Nesse sentido, novamente, parece haver uma percepção geral das autoridades antitruste em diferentes jurisdições de que ferramentas que foram utilizadas com menor intensidade nos últimos anos precisam voltar a ser protagonistas e também que é preciso investir em seu aprimoramento para que que o combate a cartéis se torne mais efetivo, sem descartar, é claro, o surgimento de novos instrumentos.

Exemplo desse fato é a ferramenta de busca e apreensão pela Comissão Europeia e autoridades antitruste da Europa. No último ano, dez operações de busca e apreensão foram realizadas em investigações de cartel, sendo que algumas delas foram o ponto de origem destes casos. No dia 21 de novembro de 2023, por exemplo, a Comissão Europeia realizou busca e apreensão nas instalações de empresas que atuam no setor de pedidos e entregas on-line de alimentos. Inicialmente o escopo da investigação incluía suposta divisão de mercado e, em decorrência da busca e apreensão, o escopo foi aumentado para abranger acordos de no-poach e troca de informações comercialmente sensíveis.
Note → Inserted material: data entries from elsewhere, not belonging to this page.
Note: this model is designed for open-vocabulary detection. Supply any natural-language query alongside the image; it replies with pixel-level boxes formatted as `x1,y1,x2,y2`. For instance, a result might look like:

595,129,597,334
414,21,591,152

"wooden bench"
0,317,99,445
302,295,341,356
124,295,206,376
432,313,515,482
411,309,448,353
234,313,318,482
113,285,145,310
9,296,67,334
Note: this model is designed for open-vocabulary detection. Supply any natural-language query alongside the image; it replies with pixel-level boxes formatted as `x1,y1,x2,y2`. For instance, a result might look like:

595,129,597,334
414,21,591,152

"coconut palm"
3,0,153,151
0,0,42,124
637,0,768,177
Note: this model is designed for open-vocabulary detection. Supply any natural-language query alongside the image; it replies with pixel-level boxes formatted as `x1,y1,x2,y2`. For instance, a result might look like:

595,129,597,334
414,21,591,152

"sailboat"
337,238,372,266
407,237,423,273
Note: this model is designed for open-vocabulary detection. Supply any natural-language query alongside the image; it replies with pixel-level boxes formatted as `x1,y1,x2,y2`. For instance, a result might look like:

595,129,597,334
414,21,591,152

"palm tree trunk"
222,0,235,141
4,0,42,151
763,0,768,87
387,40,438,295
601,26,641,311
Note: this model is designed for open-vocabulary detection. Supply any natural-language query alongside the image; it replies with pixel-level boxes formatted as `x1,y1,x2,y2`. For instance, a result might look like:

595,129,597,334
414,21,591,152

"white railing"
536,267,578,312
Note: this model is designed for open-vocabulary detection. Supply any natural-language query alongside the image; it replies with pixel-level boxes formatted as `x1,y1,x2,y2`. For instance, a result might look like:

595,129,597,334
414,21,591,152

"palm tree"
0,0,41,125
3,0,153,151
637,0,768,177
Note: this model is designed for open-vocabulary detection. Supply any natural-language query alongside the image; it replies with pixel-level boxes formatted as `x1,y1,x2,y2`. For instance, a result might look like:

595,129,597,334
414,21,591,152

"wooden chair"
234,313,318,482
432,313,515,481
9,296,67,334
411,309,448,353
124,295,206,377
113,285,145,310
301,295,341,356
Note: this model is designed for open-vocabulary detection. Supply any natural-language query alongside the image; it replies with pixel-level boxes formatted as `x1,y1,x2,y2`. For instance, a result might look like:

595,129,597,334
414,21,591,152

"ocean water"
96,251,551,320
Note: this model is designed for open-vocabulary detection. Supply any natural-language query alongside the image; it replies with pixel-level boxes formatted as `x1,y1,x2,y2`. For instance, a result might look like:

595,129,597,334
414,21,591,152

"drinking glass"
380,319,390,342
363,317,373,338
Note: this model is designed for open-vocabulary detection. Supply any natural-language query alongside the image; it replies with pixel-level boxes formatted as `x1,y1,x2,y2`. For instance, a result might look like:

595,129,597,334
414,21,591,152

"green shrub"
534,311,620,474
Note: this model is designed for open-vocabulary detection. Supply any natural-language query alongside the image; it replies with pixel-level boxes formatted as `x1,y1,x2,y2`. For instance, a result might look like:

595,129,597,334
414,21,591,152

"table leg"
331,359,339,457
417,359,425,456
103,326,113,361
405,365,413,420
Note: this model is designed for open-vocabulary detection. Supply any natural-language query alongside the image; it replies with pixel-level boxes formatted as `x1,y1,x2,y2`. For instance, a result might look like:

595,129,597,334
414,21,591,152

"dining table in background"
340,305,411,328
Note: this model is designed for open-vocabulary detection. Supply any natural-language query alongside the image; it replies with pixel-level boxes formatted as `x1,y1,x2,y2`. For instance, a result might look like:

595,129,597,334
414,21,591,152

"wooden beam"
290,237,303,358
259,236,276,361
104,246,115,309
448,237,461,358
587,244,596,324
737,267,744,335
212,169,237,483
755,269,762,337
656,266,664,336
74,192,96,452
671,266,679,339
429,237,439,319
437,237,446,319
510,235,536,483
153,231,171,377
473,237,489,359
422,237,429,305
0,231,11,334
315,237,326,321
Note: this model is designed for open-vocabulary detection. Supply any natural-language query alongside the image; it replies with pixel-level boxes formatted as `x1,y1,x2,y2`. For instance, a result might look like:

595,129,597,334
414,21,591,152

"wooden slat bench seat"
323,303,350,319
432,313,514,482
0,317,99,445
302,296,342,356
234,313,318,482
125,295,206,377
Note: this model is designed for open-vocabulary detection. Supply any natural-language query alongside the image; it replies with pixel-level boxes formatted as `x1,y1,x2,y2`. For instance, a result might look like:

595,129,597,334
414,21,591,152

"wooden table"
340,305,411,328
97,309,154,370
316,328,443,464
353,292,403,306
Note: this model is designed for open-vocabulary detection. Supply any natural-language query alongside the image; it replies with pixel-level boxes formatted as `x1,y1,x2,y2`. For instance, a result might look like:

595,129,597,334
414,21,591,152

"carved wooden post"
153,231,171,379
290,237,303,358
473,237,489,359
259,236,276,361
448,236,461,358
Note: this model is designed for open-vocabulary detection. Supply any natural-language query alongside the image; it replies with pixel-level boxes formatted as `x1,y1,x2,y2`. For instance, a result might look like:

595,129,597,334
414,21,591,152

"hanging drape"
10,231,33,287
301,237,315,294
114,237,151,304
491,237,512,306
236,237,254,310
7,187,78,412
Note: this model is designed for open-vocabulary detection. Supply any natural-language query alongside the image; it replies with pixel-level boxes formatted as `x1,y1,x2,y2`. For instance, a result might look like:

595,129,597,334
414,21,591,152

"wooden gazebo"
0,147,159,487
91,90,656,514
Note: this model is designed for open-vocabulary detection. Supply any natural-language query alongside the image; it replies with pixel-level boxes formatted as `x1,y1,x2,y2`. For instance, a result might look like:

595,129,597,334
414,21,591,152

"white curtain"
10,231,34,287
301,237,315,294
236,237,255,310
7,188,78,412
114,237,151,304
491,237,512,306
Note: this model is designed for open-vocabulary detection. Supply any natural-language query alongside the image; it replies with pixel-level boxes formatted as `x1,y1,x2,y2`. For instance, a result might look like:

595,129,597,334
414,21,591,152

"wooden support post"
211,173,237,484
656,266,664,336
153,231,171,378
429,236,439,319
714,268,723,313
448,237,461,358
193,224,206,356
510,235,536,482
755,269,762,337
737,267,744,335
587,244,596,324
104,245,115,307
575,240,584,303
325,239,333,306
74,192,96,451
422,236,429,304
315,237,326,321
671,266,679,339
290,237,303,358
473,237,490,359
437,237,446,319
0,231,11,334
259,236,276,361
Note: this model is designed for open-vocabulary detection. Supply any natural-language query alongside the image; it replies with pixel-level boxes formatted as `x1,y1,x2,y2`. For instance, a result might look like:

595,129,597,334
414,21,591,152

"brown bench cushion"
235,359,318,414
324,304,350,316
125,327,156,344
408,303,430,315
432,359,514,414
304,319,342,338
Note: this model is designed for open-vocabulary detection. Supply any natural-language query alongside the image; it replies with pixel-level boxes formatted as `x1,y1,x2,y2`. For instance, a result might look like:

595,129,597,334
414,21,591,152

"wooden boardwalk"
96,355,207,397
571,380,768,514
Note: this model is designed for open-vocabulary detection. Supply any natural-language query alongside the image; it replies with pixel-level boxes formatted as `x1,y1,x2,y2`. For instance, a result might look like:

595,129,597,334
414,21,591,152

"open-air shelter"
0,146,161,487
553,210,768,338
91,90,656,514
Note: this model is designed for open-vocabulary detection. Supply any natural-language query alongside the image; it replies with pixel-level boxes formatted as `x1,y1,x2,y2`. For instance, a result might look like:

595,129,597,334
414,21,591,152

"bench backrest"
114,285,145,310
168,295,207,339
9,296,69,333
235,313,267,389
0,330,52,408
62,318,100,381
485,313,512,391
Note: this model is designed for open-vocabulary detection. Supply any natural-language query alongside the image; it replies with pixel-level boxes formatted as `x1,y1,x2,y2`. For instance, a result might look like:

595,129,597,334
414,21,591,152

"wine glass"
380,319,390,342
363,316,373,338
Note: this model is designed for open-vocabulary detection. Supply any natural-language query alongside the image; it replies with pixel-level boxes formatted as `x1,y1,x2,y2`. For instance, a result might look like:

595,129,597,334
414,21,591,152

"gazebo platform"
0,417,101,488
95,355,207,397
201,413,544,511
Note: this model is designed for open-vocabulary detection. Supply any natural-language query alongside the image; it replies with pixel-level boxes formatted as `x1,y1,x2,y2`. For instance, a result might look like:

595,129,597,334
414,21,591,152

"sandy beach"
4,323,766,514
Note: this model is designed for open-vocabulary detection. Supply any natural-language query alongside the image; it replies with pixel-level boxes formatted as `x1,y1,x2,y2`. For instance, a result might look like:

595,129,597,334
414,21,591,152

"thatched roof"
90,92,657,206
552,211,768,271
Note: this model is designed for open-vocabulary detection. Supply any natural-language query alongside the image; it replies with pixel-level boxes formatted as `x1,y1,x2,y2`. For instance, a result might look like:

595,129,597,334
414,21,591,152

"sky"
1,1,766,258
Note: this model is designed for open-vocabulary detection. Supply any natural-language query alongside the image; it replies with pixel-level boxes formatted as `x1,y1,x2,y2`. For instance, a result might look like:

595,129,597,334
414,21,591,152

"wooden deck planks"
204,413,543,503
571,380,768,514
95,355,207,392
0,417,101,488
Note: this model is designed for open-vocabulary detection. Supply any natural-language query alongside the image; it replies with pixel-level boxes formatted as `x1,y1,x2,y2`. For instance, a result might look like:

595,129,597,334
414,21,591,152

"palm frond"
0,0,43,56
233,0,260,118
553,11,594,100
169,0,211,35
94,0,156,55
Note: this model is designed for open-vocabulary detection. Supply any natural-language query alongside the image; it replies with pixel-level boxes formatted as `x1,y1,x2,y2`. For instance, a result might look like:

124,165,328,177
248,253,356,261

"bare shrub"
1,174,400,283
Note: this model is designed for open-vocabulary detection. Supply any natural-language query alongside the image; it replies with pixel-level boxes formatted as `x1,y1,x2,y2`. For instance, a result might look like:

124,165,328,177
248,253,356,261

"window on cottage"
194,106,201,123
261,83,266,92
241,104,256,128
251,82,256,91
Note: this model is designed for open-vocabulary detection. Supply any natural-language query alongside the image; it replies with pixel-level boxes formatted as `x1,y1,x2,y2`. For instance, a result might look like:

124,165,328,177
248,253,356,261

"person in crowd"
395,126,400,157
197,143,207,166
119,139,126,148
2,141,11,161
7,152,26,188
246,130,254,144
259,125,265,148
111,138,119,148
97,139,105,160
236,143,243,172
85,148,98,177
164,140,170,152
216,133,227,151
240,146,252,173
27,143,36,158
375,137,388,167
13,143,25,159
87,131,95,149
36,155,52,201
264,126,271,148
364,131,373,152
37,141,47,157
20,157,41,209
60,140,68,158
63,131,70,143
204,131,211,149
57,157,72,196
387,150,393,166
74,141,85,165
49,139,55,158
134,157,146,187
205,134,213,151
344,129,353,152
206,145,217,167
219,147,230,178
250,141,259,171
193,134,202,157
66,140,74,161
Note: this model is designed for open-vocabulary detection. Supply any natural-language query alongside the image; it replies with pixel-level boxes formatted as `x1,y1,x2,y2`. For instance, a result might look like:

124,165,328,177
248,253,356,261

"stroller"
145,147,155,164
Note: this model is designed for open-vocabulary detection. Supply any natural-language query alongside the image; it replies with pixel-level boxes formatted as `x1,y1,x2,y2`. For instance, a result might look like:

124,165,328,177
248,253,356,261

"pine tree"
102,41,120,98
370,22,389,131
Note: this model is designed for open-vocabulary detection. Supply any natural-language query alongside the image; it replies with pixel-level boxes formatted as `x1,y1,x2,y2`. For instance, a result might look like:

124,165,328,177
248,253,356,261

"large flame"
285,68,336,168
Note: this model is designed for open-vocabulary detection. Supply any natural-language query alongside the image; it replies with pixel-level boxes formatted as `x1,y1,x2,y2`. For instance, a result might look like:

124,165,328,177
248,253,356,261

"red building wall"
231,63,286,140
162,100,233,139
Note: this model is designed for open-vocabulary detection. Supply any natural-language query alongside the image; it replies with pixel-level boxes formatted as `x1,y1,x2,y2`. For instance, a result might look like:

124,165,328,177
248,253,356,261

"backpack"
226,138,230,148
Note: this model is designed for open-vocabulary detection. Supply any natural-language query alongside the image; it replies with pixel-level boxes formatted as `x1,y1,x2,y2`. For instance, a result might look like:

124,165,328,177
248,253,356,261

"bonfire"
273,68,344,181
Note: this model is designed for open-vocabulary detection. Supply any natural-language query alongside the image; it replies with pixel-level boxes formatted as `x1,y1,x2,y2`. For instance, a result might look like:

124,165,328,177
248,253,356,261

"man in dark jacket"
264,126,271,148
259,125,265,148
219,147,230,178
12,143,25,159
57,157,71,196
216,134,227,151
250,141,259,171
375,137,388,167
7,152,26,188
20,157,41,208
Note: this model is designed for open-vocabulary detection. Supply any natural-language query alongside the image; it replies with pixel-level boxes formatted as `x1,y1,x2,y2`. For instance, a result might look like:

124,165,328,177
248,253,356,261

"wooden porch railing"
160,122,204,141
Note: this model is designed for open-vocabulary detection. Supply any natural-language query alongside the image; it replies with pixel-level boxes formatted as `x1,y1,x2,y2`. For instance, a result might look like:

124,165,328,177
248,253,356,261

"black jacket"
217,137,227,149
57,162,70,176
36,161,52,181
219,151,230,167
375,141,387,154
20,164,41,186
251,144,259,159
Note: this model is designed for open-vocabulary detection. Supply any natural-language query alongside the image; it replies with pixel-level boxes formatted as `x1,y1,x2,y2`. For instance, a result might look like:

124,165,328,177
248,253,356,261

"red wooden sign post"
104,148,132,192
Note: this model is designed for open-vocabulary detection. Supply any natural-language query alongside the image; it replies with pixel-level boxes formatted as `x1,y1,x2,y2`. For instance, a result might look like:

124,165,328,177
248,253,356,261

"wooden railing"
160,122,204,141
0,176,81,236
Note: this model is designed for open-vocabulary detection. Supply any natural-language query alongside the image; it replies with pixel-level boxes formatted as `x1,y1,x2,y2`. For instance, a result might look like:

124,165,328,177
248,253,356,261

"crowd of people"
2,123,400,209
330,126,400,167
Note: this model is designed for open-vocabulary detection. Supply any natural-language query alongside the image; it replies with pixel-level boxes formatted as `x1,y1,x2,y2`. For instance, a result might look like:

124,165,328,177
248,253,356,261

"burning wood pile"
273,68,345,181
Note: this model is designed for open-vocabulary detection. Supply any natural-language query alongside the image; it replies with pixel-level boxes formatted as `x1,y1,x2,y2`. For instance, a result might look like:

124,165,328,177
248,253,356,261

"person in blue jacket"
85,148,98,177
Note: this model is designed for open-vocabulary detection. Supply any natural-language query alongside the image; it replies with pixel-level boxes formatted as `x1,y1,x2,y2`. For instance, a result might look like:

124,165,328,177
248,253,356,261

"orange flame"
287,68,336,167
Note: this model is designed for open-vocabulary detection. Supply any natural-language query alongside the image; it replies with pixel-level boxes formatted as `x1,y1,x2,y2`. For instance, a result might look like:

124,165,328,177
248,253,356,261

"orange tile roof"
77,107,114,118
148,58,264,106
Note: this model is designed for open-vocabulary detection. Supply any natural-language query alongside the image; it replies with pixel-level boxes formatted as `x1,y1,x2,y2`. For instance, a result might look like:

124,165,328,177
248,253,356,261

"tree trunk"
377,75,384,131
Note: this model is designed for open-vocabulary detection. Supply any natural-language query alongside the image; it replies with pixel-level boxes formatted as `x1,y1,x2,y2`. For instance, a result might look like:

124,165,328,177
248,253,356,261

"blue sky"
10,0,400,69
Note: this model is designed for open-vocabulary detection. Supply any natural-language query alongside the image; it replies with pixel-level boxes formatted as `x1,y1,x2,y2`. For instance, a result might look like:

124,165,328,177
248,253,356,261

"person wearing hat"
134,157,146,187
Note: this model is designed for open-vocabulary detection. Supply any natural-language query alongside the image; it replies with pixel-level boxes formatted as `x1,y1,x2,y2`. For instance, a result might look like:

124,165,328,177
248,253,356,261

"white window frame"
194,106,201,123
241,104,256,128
Se em algum momento o Cade dedicou esforços consideráveis à promoção do seu programa de acordos, parece acertada a decisão de uma vez mais voltar sua atenção para velhos conhecidos, como os próprios acordos de cooperação entre autoridades, nacionais e internacionais, e operações de busca e apreensão, mas também investigações de ofício iniciadas a partir de análises econômicas, filtros e testes estatísticos e estudos setoriais. Isto é, ferramentas proativas de detecção de cartéis. Afinal, se os agentes econômicos sofisticam sua atuação, cabe à autoridade concorrencial também investir em melhorias no seu processo de detecção e avaliação das práticas comerciais.

Fato é que saber que o Cade está mais proativo pode, por si só, renovar o interesse dos agentes econômicos nos próprios acordos passíveis de celebração com a autoridade, evitando, assim, o risco de detecção de práticas anticompetitivas sem a oportunidade de gozar dos benefícios advindos das soluções negociais.